SELECT @RC = @@ROWCOUNT, @ER = @@ERROR


27. What is a Scheduled Jobs or What is a Scheduled Tasks?
Scheduled tasks let user automate processes that run on regular or predictable cycles. User can
schedule administrative tasks, such as cube processing, to run during times of slow business
activity. User can also determine the order in which tasks run by creating job steps within a SQL
Server Agent job. E.g. back up database, Update Stats of Tables. Job steps give user control over
flow of execution. If one job fails, user can configure SQL Server Agent to continue to run the
remaining tasks or to stop execution.
28. What are the advantages of using Stored Procedures?
1.

Stored procedure can reduced network traffic and latency, boosting application
performance.

2.

Stored procedure execution plans can be reused, staying cached in SQL Server's memory,
reducing server overhead.

3.

Stored procedures help promote code reuse.

4.

Stored procedures can encapsulate logic. You can change stored procedure code without
affecting clients.

5.

Stored procedures provide better security to your data.

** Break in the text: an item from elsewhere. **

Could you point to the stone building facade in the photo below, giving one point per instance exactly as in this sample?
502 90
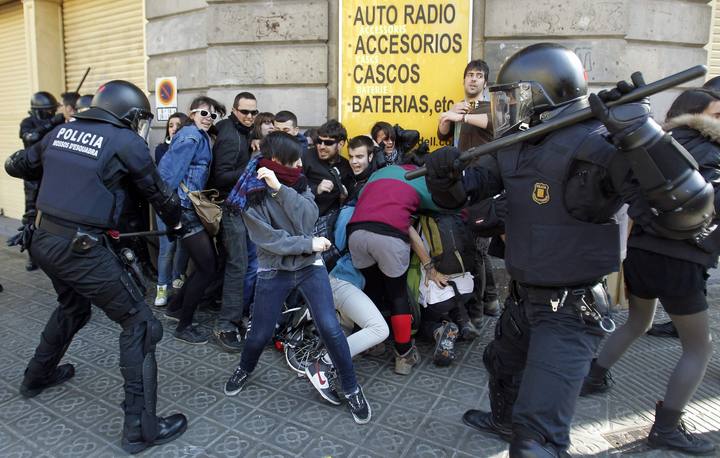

29. What is a table called, if it has neither Cluster nor Non-cluster Index? What is it used
for?

Unindexed table or Heap. Microsoft Press Books and Book on Line (BOL) refers it as Heap. A heap
is a table that does not have a clustered index and, therefore, the pages are not linked by
pointers. The IAM pages are the only structures that link the pages in a table together. Unindexed
tables are good for fast storing of data. Many times it is better to drop all indexes from table and
then do bulk of inserts and to restore those indexes after that.
30. Can SQL Servers linked to other servers like Oracle?
SQL Server can be linked to any server provided it has OLE-DB provider from Microsoft to allow a
link. E.g. Oracle has an OLE-DB provider for oracle that Microsoft provides to add it as linked
server to SQL Server group.
What is BCP? When does it used?
BulkCopy is a tool used to copy huge amount of data from tables and
views. BCP does not copy the structures same as source to destination.
BULK INSERT command helps to import a data file into a database table or
view in a user-specified format.
32. How to implement one-to-one, one-to-many and many-to-many
relationships while designing tables?
One-to-One relationship can be implemented as a single table and rarely
as two tables with primary and foreign key relationships. One-to-Many
relationships are implemented by splitting the data into two tables with
primary key and foreign key relationships. Many-to-Many relationships are
implemented using a junction table with the keys from both the tables
forming the composite primary key of the junction table.
33. What is an execution plan? When would you use it? How would
you view the execution plan?
An execution plan is basically a road map that graphically or textually
shows the data retrieval methods chosen by the SQL Server query
optimizer for a stored procedure or ad- hoc query and is a very useful tool
for a developer to understand the performance characteristics of a query or
stored procedure since the plan is the one that SQL Server will place in its
cache and use to execute the stored procedure or query. From within
Query Analyzer is an option called "Show Execution Plan" (located on the
Query drop-down menu). If this option is turned on it will display query
execution plan in separate window when query is ran again.